A groundbreaking new study published in npj Digital Medicine has exposed significant shortcomings in how the FDA tracks the safety of AI and machine learning medical devices after they reach the market. The research, conducted by experts from the University of Hong Kong, Harvard Law School, and the University of Potsdam, represents the first systematic assessment of the FDA’s postmarket surveillance system for AI/ML medical devices.
NyquistAI’s Role in Critical Research
The researchers relied on NyquistAI’s database to identify and analyze software-enabled medical devices, demonstrating the platform’s value for regulatory research and policy development. NyquistAI helped create the comprehensive dataset that made this analysis possible.
This collaboration showcases how NyquistAI’s platform enables researchers to:
- Identify patterns across large datasets of medical devices
- Support evidence-based policy recommendations
- Bridge the gap between regulatory data and research insights
What the Research Found
Using data from NyquistAI’s comprehensive database alongside FDA records, the researchers analyzed adverse event reports for approximately 950 AI/ML medical devices approved between 2010 and 2023. Their findings reveal troubling gaps in our current safety monitoring system:
Extreme Concentration of Problems: More than 98% of adverse events were concentrated in fewer than five devices—a much higher concentration than seen with traditional medical devices.

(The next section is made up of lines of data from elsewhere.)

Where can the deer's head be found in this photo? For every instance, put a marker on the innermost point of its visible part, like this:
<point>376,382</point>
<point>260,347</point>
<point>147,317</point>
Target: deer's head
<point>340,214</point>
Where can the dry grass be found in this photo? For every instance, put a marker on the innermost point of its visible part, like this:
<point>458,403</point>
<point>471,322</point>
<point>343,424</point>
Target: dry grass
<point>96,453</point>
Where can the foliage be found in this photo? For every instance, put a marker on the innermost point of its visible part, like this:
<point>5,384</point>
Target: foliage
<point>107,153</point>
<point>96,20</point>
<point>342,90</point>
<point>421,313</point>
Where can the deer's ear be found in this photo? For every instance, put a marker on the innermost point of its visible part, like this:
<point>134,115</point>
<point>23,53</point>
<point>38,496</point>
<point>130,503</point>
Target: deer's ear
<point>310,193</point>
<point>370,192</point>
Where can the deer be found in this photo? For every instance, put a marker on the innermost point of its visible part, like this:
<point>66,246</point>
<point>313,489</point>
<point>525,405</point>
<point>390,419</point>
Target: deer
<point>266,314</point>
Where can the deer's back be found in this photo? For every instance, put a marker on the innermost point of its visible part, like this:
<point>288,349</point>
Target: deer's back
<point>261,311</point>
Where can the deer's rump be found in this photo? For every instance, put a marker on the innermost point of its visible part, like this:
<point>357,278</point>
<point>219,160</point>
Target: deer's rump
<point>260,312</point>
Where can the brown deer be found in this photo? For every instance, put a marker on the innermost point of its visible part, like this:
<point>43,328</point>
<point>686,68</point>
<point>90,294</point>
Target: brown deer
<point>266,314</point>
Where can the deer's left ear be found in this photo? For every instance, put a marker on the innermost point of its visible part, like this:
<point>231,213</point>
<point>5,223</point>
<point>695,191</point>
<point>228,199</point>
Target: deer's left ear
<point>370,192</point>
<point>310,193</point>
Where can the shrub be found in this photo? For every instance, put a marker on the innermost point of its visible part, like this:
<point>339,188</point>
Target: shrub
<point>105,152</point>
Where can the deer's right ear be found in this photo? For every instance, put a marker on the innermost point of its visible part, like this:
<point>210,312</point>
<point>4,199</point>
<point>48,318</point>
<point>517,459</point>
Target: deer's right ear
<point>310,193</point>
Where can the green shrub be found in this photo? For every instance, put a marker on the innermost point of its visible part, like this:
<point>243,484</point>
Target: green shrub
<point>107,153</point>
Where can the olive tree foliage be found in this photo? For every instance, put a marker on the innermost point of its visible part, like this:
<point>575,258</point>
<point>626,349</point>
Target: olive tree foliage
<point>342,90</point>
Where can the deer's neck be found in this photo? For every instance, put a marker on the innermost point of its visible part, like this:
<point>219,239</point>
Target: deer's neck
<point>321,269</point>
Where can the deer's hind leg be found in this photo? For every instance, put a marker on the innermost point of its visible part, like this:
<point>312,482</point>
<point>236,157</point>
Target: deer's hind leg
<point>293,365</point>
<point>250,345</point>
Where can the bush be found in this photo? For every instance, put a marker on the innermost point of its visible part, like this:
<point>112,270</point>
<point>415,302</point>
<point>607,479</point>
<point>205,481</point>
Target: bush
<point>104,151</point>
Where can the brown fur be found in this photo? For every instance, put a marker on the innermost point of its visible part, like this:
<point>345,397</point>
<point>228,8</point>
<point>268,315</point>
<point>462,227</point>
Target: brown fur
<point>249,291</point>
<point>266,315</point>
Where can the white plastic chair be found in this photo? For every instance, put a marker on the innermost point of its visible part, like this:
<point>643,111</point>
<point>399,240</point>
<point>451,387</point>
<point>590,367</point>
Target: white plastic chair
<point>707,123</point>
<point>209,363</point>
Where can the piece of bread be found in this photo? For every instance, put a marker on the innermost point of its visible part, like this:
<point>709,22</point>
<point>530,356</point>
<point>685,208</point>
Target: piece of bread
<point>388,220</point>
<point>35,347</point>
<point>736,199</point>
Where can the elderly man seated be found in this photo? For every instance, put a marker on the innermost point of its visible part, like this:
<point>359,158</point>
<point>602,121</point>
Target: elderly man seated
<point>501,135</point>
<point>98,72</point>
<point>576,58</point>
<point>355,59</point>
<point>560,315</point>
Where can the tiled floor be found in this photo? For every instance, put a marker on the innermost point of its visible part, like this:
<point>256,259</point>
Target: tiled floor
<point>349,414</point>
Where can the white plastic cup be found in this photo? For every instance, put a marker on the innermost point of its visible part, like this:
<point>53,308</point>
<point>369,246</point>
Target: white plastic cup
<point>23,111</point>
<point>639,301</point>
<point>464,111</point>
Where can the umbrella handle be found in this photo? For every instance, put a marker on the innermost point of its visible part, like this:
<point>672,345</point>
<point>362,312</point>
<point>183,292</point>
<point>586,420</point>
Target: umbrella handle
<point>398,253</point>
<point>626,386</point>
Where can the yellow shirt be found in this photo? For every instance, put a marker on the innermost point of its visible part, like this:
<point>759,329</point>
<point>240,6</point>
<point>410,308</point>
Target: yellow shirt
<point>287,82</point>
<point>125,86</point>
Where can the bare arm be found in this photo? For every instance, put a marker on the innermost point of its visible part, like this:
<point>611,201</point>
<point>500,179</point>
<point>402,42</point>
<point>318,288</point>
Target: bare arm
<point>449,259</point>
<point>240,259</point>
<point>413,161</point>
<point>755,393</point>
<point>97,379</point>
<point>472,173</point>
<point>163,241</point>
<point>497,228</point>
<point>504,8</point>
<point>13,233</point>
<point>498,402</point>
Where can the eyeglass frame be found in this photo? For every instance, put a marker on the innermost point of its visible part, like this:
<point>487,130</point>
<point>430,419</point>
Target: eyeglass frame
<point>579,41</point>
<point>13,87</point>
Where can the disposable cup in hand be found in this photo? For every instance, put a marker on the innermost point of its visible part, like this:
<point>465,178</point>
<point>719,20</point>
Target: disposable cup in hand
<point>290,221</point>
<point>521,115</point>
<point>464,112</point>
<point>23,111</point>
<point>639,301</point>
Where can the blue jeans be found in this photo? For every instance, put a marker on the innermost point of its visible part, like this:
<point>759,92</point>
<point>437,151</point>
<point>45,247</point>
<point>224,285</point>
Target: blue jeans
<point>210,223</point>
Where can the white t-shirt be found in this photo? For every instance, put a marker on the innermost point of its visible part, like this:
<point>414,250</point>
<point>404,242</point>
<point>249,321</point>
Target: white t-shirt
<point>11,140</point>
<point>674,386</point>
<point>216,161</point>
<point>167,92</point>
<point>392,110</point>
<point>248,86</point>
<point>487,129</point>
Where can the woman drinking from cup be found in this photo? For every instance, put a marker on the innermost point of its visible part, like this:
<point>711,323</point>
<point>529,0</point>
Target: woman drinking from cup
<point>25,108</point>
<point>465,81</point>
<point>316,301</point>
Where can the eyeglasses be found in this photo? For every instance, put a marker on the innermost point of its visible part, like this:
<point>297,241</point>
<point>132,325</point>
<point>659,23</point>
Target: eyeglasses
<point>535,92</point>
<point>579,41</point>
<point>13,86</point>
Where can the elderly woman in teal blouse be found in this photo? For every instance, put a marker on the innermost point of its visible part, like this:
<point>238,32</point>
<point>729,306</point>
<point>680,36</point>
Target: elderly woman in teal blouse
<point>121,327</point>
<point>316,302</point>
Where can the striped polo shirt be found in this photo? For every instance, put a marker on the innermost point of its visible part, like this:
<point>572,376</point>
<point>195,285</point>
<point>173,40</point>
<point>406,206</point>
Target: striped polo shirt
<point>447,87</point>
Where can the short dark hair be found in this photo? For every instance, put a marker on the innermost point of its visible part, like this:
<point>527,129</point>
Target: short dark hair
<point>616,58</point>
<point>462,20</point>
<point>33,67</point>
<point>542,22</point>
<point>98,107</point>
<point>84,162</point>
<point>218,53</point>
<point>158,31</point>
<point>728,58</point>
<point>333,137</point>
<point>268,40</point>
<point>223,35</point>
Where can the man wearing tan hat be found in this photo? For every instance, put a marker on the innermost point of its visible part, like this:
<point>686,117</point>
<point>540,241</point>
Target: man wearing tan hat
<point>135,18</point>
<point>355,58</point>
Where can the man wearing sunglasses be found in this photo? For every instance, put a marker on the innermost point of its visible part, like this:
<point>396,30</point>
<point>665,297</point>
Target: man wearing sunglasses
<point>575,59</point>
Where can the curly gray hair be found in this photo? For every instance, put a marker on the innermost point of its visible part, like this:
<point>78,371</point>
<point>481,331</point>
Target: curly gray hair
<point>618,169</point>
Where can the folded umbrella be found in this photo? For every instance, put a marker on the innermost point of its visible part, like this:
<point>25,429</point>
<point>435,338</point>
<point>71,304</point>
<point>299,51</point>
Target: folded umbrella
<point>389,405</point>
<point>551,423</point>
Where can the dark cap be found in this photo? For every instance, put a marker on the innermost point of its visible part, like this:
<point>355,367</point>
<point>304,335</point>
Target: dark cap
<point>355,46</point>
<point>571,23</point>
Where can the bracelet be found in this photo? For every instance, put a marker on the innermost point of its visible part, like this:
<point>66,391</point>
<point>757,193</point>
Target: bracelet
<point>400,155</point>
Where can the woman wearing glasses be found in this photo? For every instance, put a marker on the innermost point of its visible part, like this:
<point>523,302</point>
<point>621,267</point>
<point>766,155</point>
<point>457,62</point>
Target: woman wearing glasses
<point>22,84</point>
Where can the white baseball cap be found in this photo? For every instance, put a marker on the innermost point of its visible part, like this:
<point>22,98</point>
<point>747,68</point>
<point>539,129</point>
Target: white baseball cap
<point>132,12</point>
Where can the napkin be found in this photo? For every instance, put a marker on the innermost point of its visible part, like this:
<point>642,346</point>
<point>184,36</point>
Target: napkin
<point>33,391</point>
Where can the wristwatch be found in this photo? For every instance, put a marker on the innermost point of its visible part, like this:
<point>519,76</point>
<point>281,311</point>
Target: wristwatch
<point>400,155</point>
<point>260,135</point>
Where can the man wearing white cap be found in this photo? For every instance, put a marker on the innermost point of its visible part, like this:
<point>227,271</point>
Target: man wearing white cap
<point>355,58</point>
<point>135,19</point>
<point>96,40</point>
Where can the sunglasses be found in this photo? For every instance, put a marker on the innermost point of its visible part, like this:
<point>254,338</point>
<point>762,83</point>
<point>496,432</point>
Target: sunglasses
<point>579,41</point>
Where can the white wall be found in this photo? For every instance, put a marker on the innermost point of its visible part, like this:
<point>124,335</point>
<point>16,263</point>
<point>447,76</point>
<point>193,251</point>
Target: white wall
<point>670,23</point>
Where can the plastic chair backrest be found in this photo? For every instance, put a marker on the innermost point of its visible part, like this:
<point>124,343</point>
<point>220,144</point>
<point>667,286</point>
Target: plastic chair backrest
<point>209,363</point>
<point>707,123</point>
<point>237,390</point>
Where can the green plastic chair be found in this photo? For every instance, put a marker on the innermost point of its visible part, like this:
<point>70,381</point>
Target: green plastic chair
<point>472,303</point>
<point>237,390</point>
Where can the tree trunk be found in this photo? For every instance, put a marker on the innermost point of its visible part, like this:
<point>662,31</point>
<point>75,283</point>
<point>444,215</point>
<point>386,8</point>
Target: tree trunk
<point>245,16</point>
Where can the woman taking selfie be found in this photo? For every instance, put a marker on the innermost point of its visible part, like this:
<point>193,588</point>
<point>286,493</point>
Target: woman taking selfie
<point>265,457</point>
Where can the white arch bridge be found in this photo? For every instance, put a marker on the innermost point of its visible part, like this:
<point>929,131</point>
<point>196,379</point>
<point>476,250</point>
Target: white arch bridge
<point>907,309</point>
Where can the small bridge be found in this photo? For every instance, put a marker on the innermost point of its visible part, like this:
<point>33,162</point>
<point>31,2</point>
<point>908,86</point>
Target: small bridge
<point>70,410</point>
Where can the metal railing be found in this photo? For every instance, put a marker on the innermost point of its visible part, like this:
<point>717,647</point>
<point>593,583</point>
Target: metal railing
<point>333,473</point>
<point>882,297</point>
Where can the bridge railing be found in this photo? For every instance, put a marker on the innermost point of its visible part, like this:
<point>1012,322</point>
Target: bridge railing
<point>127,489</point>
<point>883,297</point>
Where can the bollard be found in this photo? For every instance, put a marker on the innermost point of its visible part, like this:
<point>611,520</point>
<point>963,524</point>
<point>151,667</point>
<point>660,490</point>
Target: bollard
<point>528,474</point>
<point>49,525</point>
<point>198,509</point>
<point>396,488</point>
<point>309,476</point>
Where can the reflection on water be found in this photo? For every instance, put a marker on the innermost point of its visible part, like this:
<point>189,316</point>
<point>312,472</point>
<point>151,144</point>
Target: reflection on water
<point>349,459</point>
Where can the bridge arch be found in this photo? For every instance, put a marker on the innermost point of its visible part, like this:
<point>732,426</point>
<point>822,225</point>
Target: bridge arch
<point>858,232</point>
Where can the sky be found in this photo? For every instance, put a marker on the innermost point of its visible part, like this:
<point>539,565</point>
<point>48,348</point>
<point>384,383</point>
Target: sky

Massive Data Gaps: Critical information was missing across the board:
- Event location: 100% missing
- Health professional reporter status: 73% missing
- Event date: 32% missing
- Reporter occupation: 30% missing
Misclassified Events: Many reports labeled as device “malfunctions” were actually due to user error or analyst mistakes, not true AI/ML system failures.
The Unique Challenge of AI/ML Devices
The study highlights why traditional adverse event reporting falls short for AI/ML medical devices. Unlike conventional medical equipment, AI/ML systems can experience problems like:
- Concept drift: When the relationship between patient characteristics and outcomes changes over time
- Covariate shift: When the patient population using the device differs from the training data
- Algorithmic instability: When similar patients receive vastly different diagnoses or treatments
These AI-specific issues often manifest at the population level rather than in individual patient cases, making them nearly impossible to capture through traditional adverse event reporting.
What Needs to Change
The study proposes two paths forward:
- Enhanced Reporting: Requiring manufacturers to submit quarterly reports on training data updates, deployment condition changes, and algorithmic stability issues
- New Regulatory Approaches: Moving beyond traditional adverse event reporting to include “nutrition label” style disclosures for AI/ML devices, similar to what the Office of the National Coordinator recently finalized for predictive decision support tools
The Broader Impact
This research arrives at a crucial time, as the FDA’s newly established Digital Health Advisory Committee has made AI governance a top priority. With AI/ML medical devices proliferating rapidly, ensuring robust postmarket surveillance is essential for patient safety and public trust in these technologies.
The study’s authors have made their complete dataset and code publicly available, enabling further research and transparency in this critical area of medical device safety.